Previous surgeries coupled with the hard-to-reach location of the tumor made a standard tumor resection surgery impossible, said Dr. Leuthardt, director of the Center for Innovation in Neuroscience and Technology at Washington University.

“This tool gives us a treatment for patients with tumors that were previously deemed inoperable,” said Dr. Leuthardt, MD. “It offers hope to certain patients who had few or no options before.”

In Wednesday’s procedure, the surgeons drilled a small burr hole about the diameter of a pencil through the patient’s skull, and then used MRI scans to guide the thin laser probe through the brain into the tumor.

Once inside the tumor, the laser discharged highly focused energy to “cook” and coagulate cancer cells, killing them.
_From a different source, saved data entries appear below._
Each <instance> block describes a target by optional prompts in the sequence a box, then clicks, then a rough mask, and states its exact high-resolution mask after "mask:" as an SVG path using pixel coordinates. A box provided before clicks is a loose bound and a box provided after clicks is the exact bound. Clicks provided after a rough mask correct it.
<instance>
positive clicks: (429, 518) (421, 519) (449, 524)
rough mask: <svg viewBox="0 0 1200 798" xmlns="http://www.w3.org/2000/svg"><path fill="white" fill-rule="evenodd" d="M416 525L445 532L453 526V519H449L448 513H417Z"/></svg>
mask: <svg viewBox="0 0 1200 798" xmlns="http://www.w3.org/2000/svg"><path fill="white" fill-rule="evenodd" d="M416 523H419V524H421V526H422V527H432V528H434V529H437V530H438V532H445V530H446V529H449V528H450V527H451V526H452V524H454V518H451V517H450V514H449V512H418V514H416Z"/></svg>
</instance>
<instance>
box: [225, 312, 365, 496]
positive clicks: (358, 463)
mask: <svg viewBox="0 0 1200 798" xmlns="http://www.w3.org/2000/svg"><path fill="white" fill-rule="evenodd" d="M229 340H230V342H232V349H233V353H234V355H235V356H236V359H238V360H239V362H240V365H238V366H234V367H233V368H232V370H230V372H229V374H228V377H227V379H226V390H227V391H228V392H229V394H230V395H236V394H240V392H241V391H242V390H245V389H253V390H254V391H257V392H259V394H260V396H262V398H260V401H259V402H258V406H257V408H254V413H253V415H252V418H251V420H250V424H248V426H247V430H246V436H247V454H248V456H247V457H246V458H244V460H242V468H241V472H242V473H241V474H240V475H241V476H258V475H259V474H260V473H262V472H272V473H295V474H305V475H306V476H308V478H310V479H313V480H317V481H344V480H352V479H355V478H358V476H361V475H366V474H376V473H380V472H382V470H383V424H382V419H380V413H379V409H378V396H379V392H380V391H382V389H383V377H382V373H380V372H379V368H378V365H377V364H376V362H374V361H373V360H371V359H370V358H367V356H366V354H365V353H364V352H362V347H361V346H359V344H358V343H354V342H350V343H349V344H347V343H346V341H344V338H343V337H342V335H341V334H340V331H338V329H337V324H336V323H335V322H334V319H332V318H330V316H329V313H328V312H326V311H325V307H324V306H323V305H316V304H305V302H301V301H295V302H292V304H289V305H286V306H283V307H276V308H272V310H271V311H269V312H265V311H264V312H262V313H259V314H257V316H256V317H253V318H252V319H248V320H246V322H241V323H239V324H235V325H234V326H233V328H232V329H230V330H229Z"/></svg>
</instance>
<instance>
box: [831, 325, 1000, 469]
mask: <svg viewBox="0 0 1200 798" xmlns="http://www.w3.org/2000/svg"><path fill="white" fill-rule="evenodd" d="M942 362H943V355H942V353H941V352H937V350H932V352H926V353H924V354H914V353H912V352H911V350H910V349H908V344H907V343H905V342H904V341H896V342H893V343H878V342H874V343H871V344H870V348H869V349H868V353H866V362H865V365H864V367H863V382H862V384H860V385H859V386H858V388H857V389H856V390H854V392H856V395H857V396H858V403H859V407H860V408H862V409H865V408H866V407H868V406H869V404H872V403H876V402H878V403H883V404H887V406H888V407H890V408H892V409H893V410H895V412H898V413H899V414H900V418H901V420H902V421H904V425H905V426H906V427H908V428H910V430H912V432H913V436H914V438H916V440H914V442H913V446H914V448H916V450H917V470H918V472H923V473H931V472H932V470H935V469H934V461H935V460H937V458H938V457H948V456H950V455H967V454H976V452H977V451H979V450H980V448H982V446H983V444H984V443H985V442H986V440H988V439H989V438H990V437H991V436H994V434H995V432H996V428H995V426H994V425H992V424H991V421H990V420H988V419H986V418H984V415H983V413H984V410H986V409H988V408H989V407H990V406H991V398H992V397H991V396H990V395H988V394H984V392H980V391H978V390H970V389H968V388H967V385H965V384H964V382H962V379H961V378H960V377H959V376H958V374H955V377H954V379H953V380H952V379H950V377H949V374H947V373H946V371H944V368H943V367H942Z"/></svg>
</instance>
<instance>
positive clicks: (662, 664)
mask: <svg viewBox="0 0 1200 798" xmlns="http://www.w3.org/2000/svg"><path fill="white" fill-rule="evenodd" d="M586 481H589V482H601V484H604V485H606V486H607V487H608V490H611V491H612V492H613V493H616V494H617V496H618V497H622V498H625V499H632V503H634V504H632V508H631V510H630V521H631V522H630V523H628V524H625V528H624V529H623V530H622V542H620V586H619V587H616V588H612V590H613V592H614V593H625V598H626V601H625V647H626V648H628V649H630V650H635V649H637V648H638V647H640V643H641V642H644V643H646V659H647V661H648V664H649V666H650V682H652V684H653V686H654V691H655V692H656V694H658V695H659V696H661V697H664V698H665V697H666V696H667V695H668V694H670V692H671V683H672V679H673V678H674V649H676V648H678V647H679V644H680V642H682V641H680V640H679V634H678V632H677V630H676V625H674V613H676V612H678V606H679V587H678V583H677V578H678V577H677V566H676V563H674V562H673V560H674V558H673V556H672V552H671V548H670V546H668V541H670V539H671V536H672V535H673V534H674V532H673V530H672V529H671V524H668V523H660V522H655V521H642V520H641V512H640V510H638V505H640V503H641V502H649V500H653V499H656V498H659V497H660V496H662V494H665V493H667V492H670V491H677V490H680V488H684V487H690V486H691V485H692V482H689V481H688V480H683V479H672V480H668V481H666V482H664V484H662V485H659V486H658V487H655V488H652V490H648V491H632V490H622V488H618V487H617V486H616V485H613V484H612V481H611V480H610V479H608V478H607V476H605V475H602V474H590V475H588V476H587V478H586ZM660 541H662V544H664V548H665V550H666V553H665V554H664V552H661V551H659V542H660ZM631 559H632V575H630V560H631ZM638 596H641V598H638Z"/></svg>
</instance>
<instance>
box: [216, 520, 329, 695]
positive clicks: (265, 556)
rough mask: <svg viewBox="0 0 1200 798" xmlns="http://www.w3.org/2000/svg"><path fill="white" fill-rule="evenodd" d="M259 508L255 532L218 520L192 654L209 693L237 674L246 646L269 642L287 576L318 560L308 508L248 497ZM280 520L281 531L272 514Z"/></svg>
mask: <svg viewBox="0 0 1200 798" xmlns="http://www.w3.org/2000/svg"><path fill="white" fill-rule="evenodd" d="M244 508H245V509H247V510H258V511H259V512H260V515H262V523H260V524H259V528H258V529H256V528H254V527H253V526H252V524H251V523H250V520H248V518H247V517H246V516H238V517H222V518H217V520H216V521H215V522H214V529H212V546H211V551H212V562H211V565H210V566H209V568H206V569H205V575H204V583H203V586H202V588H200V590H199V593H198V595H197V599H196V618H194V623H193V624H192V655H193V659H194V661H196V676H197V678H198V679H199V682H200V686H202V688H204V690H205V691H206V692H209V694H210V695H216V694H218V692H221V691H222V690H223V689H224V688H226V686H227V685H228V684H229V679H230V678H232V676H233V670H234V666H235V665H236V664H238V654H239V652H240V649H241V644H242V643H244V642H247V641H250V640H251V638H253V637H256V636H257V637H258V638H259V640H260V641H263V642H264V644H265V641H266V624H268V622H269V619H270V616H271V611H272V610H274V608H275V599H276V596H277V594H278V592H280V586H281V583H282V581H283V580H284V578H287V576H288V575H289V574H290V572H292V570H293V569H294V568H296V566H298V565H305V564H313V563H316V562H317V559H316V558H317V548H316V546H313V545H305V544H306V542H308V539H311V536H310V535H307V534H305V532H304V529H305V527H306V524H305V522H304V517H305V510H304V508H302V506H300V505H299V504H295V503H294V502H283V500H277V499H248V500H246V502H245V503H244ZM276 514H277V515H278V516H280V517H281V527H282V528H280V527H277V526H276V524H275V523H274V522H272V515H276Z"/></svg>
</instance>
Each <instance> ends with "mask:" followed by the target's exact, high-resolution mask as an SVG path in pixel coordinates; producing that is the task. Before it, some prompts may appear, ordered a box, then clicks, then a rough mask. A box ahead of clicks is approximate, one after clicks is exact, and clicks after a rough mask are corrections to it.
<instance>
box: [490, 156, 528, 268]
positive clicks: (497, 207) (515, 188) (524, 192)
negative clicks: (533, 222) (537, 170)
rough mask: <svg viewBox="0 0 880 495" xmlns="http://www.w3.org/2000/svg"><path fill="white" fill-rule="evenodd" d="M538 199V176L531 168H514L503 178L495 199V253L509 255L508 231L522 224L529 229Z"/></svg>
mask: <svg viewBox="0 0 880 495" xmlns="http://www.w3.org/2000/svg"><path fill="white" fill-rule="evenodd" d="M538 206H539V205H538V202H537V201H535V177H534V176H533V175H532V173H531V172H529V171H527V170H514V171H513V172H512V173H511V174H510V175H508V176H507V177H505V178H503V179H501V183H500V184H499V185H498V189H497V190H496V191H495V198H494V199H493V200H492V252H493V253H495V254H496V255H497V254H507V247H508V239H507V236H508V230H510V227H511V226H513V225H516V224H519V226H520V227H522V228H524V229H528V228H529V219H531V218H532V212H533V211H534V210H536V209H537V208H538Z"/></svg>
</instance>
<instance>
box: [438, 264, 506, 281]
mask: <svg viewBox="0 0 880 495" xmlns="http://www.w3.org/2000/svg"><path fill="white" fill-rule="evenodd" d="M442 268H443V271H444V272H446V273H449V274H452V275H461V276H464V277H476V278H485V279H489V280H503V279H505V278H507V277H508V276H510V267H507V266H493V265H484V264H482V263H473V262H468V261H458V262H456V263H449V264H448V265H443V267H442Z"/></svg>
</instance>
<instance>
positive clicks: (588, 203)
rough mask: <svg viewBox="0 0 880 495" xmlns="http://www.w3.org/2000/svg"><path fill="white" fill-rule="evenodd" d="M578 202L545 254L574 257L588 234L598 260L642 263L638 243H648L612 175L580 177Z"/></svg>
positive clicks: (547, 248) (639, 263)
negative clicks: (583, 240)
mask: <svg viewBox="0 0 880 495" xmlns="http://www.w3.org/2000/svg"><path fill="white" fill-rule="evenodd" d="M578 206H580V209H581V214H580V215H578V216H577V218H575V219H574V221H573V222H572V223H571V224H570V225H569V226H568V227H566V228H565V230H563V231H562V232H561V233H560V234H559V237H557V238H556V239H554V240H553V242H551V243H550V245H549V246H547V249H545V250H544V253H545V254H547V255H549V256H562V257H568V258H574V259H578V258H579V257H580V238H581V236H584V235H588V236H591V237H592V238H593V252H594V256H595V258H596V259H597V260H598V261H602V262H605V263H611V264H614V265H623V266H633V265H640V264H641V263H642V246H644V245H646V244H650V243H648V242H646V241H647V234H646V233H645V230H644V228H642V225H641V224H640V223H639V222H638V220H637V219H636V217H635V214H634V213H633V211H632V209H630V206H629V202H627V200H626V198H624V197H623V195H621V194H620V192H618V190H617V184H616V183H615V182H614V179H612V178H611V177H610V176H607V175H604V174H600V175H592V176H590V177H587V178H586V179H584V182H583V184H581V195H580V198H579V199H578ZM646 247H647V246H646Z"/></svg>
The MRI directed positioning of the laser and monitored in real time the discharge of energy to the tumor so healthy surrounding brain tissue was left undamaged. For more information on the procedure, contact Jeanette Stoney, RN, Washington University Division of Neurological Surgery at [email protected] or 314-362-8012.

The tool, Monteris AutoLITT, received FDA approval for neurosurgical use in May 2009.